Executor inputs and outputs
Package versions
The code on this page was developed using the following requirements. We recommend using these versions or newer.
qiskit[all]~=2.3.0
qiskit-ibm-runtime~=0.43.1
The Executor primitive is part of the directed execution model, which provides more flexibility when customizing an error mitigation workflow.
The inputs and outputs of the Executor primitive are very different from those of the Sampler and Estimator primitives. For example, instead of taking a list of PUBs as the input, Executor takes a QuantumProgram, which contains a list of QuantumProgramItem objects. These container classes give you more flexibility than a PUB, which is a simple tuple data structure.
Executor's output is a QuantumProgramResult, which is an iterable and contains one element for each input QuantumProgramItem.
Inputs: Quantum programs
As stated previously, the input to an Executor primitive is a QuantumProgram, which is an iterable of
QuantumProgramItem objects. These objects can be of two types:
CircuitItem, which typically stores a circuit and its parameter values (if any).SamplexItem, which typically stores the following:- A template circuit
- A samplex object, which is used to generate randomized sets of parameters at runtime (for example to perform twirling or inject noise)

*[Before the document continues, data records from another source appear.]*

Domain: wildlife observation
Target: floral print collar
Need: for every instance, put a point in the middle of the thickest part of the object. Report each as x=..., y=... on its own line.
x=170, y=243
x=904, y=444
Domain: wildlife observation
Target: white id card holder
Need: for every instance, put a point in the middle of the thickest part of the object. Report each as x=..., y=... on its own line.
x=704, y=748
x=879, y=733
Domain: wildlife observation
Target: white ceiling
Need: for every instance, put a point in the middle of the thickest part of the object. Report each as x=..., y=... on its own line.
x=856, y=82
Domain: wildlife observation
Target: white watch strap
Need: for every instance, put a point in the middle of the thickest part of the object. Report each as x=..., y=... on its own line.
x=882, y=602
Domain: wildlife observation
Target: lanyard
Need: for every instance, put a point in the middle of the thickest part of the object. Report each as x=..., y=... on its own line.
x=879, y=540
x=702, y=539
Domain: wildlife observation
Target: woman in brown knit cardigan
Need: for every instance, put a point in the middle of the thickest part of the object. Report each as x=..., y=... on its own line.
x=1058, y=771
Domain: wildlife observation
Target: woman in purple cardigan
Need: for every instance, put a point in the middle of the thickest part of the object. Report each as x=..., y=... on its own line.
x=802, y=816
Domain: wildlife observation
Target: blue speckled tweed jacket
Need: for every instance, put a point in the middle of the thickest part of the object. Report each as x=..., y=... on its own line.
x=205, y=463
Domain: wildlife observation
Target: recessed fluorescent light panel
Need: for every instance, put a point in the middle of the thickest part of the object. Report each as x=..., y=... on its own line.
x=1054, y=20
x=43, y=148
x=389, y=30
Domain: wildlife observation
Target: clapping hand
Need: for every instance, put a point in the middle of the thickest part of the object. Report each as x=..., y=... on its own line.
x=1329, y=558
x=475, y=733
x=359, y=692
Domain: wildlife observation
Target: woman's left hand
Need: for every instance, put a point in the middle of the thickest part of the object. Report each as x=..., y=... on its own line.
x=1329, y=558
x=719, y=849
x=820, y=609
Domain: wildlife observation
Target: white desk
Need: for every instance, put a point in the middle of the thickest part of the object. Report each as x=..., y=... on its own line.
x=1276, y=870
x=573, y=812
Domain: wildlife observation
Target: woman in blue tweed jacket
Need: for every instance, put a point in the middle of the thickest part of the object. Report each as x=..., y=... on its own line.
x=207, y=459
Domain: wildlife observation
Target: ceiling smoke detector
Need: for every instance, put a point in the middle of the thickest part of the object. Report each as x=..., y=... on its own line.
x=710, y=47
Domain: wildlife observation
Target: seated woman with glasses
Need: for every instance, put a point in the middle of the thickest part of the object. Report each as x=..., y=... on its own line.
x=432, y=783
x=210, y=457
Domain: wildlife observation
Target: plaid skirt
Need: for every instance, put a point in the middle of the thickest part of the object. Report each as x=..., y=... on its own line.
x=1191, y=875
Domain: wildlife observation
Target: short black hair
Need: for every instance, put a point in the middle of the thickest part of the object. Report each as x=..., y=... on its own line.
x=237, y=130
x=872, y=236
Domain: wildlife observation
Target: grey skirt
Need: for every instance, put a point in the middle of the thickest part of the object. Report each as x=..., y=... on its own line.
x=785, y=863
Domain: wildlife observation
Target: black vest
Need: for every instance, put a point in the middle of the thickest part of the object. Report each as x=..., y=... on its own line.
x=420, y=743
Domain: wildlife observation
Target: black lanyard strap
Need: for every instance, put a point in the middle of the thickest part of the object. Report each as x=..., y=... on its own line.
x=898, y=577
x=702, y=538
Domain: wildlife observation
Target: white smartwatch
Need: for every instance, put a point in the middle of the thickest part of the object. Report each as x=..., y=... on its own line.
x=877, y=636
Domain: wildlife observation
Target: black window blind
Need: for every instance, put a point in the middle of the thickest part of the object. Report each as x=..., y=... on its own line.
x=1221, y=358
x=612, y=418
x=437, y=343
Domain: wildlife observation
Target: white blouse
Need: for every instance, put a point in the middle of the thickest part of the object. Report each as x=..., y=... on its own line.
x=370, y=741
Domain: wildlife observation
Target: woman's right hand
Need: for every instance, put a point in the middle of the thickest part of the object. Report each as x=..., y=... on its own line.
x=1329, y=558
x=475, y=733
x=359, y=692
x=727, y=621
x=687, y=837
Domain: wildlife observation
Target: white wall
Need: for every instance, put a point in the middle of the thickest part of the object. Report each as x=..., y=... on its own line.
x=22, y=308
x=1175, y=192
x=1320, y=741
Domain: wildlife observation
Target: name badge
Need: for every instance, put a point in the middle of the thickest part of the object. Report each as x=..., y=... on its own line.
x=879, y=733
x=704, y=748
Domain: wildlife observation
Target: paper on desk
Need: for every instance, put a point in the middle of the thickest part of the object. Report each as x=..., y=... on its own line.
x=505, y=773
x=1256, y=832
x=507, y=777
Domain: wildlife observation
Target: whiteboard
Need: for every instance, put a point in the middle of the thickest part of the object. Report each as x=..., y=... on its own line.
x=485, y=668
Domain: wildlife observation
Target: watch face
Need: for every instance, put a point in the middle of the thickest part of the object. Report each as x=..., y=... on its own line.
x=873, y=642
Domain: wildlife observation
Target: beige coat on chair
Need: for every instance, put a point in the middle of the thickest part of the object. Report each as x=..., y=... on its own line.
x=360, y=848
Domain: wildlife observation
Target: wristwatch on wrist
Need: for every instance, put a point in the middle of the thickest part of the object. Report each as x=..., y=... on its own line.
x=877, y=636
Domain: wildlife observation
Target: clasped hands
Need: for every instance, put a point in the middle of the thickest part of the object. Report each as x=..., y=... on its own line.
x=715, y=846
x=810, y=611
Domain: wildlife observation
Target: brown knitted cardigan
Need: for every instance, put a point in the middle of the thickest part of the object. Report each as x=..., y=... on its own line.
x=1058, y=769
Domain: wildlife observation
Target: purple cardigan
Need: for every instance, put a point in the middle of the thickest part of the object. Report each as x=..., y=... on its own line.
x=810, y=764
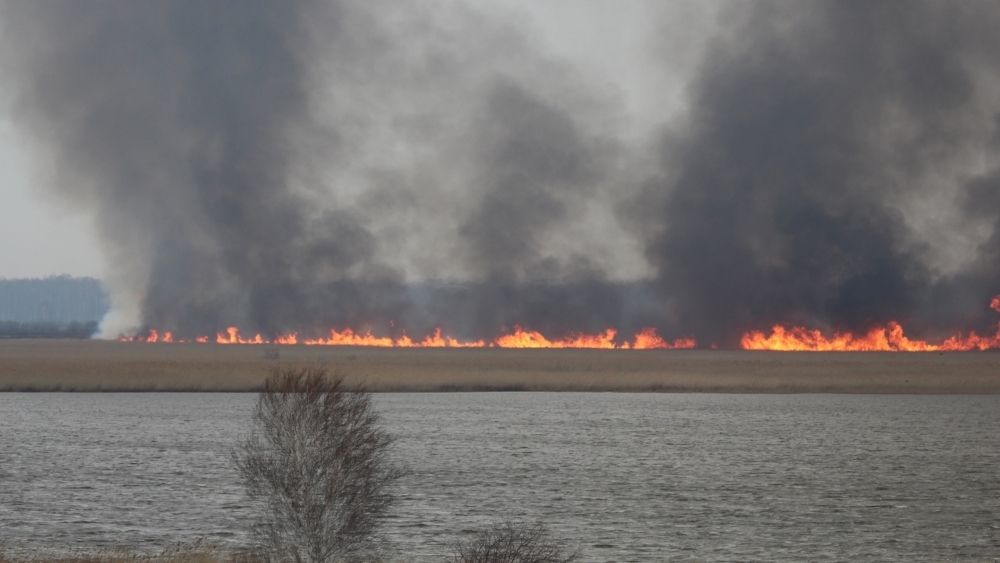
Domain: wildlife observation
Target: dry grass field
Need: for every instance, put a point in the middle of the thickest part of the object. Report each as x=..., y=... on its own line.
x=96, y=365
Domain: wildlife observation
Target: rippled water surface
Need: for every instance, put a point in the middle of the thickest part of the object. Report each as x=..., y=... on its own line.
x=626, y=477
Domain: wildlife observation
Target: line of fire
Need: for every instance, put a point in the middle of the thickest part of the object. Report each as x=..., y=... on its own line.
x=888, y=338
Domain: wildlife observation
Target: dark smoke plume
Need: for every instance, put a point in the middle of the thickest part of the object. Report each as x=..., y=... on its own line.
x=292, y=166
x=200, y=134
x=812, y=126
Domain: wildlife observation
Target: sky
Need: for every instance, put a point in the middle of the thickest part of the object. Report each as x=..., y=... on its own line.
x=701, y=168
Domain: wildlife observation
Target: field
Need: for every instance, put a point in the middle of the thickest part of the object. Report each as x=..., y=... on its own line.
x=96, y=365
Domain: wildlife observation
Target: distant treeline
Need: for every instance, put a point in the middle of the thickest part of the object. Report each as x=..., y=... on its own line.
x=56, y=307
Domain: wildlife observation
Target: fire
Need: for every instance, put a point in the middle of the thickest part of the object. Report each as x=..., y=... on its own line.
x=647, y=339
x=889, y=338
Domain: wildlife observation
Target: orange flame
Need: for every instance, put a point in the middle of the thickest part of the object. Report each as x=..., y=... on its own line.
x=889, y=338
x=647, y=339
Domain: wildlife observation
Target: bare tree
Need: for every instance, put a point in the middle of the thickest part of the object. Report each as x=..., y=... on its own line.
x=513, y=542
x=316, y=466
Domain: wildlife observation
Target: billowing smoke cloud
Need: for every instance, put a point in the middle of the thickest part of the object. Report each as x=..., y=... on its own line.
x=815, y=131
x=297, y=165
x=255, y=163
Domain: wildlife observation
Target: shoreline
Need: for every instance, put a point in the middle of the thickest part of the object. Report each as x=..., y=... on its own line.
x=111, y=366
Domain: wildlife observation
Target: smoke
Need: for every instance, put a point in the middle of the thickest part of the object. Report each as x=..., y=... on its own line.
x=817, y=134
x=257, y=163
x=291, y=166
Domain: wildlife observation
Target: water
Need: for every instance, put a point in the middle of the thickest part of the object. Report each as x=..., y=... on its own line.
x=626, y=477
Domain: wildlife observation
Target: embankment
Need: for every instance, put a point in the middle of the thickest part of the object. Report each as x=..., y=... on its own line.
x=95, y=365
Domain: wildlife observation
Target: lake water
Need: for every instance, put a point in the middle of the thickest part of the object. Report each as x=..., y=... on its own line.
x=625, y=477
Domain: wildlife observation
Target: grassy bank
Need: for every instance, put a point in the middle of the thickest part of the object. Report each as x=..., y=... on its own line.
x=93, y=365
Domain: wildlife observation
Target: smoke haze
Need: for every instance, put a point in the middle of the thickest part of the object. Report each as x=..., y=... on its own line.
x=293, y=166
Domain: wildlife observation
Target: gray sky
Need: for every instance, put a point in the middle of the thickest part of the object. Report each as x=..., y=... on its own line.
x=613, y=40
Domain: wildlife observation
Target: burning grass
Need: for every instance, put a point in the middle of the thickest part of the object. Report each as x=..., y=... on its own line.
x=93, y=365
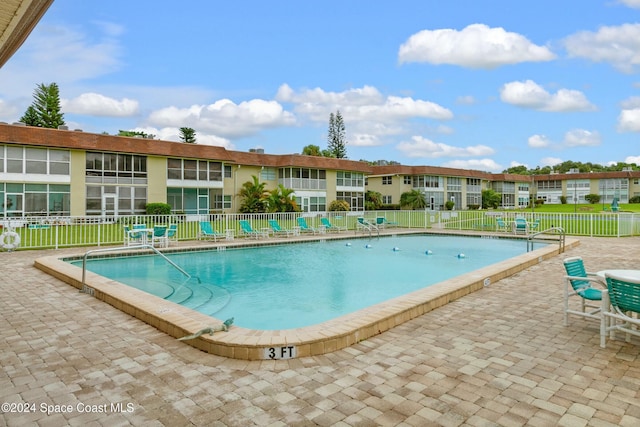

- Arguments for the samplex, which might include parameter values for the original circuit
Each of these items represents a different task for Executor to perform.
Before you begin
Some of the code examples on this page use samplex, which is part of the Samplomatic package. Therefore, before running those code block, you must install Samplomatic, as shown in the following code block. For more information, see the Samplomatic documentation.
pip install samplomatic
# For visualization support, include the visualization dependencies.
# pip install samplomatic[vis]Example: Create a QuantumProgram with two different tasks
First initialize your quantum program, then append program items to it by using either append_circuit_item or append_samplex_item (if a samplex is present), as shown in the following examples.
The following cell initializes a QuantumProgram and specifies that it should run 1024 shots for every configuration of each item in the program.
Unlike with Sampler, a QuantumProgram takes only a single shot value. If you want a different shot value, you need a separate QuantumProgram, which would be a separate job.
from qiskit.transpiler import generate_preset_pass_manager
from qiskit_ibm_runtime.quantum_program import QuantumProgram
from qiskit_ibm_runtime import Executor, QiskitRuntimeService
from qiskit.circuit import Parameter, QuantumCircuit
import numpy as np
from samplomatic import build
from samplomatic.transpiler import generate_boxing_pass_manager
# Initialize an empty program
program = QuantumProgram(shots=1024)
# Initialize and transpile a 3-qubit quantum circuit with 2 parameters.
circuit = QuantumCircuit(3)
circuit.h(0)
circuit.cx(0, 1)
circuit.cx(1, 2)
circuit.rz(Parameter("theta"), 0)
circuit.rz(Parameter("phi"), 1)
# `measure_all` adds a 3-bit classical register named "meas"
circuit.measure_all()
# Choose the least busy backend
service = QiskitRuntimeService()
backend = service.least_busy(operational=True, simulator=False)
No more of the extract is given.